The disbanding of the Trump administration’s 1776 Commission, and the removal of its report from the White House website by President Joe Biden, is the result of an incompatibility between the United States’ founding principles and some of the policies that the new administration is attempting to empower or instill, such as identity politics and critical race theory, according to Matthew Spalding, the commission’s executive director.
“You could abolish the commission, but you can’t erase history, you can’t get rid of these principles. That’s what we’re dedicated to,” said Spalding, who is a professor of constitutional government and dean of the Van Andel Graduate School of Government at Hillsdale College. “And that’s what we will continue teaching and working to defend.”
He believes the Biden administration’s action gave the report, which is available on other forums, more prominence.
“I think by abolishing the commission and removing the report, they actually drew more attention to it. Thank you very much,” he said during an interview with The Epoch Times’ “American Thought Leaders.”
Formed last September by executive order by then-President Donald Trump, the 1776 Commission was commonly seen as a direct response to The New York Times’ 1619 Project, which portrays the United States as an inherently racist nation. The NY Times’ Pulitzer Prize-winning project consists of a collection of essays that argue, among many other controversial claims, that the primary reason for the American Revolution was to preserve slavery.
Spalding notes that current popular educational trends are unfair to students because they don’t give a true picture of the founding of America. The Declaration of Independence and the Constitution are regarded as “dusty old documents” rather than honored documents that hold in them powerful truths that led to the founding of a nation based on the assertion that all men are created equal and are endowed by their creator with unalienable rights, he says.
He asserts that while America hasn’t always lived up to the principles that the founders believed in, the nation shouldn’t be judged only on the basis of its deficiencies.
One of the most obvious deficiencies relates to the subject of slavery.
When questioned about the irony of the fact that some of the founders owned slaves while at the same talking about abolishing slavery, Spalding acknowledged the legitimacy of the criticism; he noted that it’s important to see how overcoming slavery and the realization of these flaws are part of history.

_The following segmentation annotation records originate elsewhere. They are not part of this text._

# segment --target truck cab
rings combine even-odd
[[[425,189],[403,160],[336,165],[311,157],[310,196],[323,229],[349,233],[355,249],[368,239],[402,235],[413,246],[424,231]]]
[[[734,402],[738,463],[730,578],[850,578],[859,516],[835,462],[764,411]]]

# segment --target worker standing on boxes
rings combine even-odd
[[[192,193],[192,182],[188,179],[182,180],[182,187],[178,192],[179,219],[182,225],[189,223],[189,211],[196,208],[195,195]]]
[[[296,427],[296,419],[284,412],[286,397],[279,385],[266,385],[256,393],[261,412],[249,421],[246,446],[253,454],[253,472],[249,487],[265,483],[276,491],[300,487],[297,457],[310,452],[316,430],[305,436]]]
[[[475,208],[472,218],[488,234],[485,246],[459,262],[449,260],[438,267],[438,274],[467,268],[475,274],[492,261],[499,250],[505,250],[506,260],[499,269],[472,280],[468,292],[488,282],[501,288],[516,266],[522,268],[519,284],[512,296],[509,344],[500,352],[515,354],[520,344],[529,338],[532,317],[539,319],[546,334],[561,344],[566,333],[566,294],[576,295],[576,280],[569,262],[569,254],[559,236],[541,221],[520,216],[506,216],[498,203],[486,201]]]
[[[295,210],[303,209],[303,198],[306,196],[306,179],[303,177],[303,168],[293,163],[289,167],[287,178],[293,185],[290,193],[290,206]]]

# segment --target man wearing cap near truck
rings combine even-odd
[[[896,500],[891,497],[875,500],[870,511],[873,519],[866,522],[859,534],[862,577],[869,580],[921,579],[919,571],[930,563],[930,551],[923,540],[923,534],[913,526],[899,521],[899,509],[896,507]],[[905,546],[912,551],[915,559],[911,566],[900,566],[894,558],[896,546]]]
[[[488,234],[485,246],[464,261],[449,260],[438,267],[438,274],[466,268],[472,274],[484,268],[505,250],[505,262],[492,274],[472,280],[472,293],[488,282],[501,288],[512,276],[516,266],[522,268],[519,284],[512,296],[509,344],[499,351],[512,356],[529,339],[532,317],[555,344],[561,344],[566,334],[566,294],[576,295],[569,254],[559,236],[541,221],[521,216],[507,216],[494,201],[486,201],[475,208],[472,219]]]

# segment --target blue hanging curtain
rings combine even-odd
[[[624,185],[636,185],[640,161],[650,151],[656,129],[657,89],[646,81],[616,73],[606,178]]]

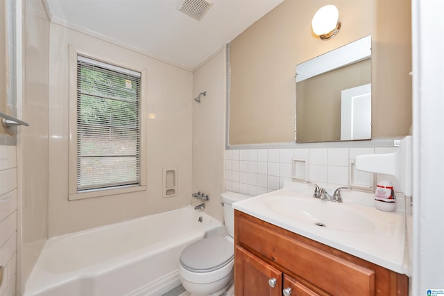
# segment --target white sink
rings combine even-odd
[[[344,191],[341,193],[343,202],[337,203],[313,198],[312,185],[288,182],[287,186],[283,189],[235,202],[233,207],[290,232],[404,273],[405,216],[402,211],[388,213],[376,209],[371,192]],[[328,190],[330,194],[332,190],[334,189]],[[402,204],[399,204],[401,209]]]
[[[348,204],[311,197],[272,196],[265,202],[268,209],[295,221],[329,229],[370,232],[375,225]]]

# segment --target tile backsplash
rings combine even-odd
[[[311,181],[323,187],[373,191],[380,180],[394,178],[354,169],[355,157],[390,153],[396,148],[315,148],[225,150],[225,190],[255,196],[282,189],[284,181]]]

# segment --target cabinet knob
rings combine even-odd
[[[270,285],[271,288],[275,287],[276,284],[278,284],[278,281],[276,281],[276,279],[275,279],[274,277],[273,279],[268,279],[268,285]]]

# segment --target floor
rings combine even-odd
[[[185,288],[182,285],[179,285],[177,287],[174,288],[173,290],[171,290],[162,295],[162,296],[190,296],[191,294],[189,292],[187,291]],[[234,285],[232,284],[228,288],[227,292],[224,294],[222,294],[221,296],[234,296]]]

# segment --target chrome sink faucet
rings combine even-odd
[[[341,190],[350,189],[350,187],[339,187],[334,191],[333,196],[332,196],[328,194],[328,192],[327,192],[327,190],[325,190],[325,188],[320,188],[316,184],[312,182],[307,181],[307,182],[314,185],[314,193],[313,193],[314,198],[329,200],[330,202],[342,202]]]

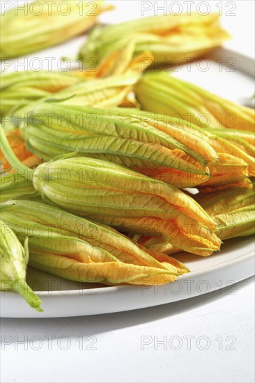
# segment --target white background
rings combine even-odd
[[[102,15],[105,22],[140,16],[140,1],[111,3],[118,9]],[[219,1],[207,3],[212,11],[217,10]],[[226,3],[223,1],[224,7]],[[230,3],[236,6],[233,10],[236,15],[222,15],[224,26],[233,36],[226,45],[254,56],[254,2]],[[146,15],[153,14],[151,12]],[[82,43],[82,39],[77,41]],[[70,52],[73,47],[75,54],[75,45],[69,43],[68,47]],[[0,380],[254,382],[254,286],[253,279],[249,279],[222,294],[210,292],[175,304],[116,314],[2,319]],[[20,343],[22,341],[25,344]]]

It shouldn’t invalidate the greatness and nobility of the founding principles, which should still be loved and inspire patriotism, he says.
“Slavery clearly existed. They were arguing about it at the time,” he said. “Jefferson held slaves at the same time he wrote a condemnation of the slave trade in the draft of the Declaration of Independence. George Washington owned slaves. But by the time he writes his final will, he frees them—those that are in his estate—because he has come to detest slavery.”
He stated further that slavery didn’t grow out of the founding itself.
“The principle [of equality and freedom] had been established. … They made compromises, but we have to understand that they were compromises, compromises in light of the Declaration of Independence. That’s the only way to understand it. Because otherwise, you must condemn the whole thing. And I think that’s just not good history,” he said. “And that’s not fair to them.”
Spalding says one must understand something in order to love it, and in contrast to other regimes, the love is not to be imposed on the people.
“You can love this country, despite its flaws, because it has done so much to advance that cause,” he said. “That’s what makes it a great and wonderful, successful nation.”
On the subject of education, Spalding notes that some important topics aren’t taught properly anymore, such as civics.
“What is a genuine education? And what the report is especially concerned about is what is an education about civics? What does one need to know to be a good citizen?” he said.
“In America, to be a citizen means you actually need to know something about American history, how American government works, the debates over what the declaration means, alternatives, great figures in history, those kinds of things. And that’s not the way civics is taught much anymore. And we think a recovery of that would be a large step in the right direction.”
Spalding suggests that progressives ironically over-empower government and interpret “truth” rather than giving people the capability to govern themselves.
“The intellectual point they make is that ‘the idea that there are truths isn’t true. They’re only historical truths or truths that progress with time,'” he said.
“Instead, what they turn to, at least the early progressives turned to science, expertise, or the idea of bureaucrats, people that have been specially trained to run things, whether that’s in the economy, in the academy, or in government. And this is how they reshaped and rethought government to that they have themselves into this administrative state.
“It’s no longer about the fundamental ends of government. It’s about the process. And so yes, they very much introduced in its place, in the place of a Constitution granted on the principles as understood by the founders. Having unmoored it from the principles, they … reinvented this new way of thinking about how to run things.
“And I think that’s something that has stuck in American history in politics, and we continue to have a kind of a troublesome problem in our politics is the fights over bureaucracy, the so-called fourth branch of government.”
Spalding asserts that religious liberty is a “core right” that’s intrinsically related to civil liberty, and that securing rights should “garner the most respect and protection” over the increasing dominance of government.
When asked about the future of the 1776 Commission, he said, “The commission, in some form, will carry on.”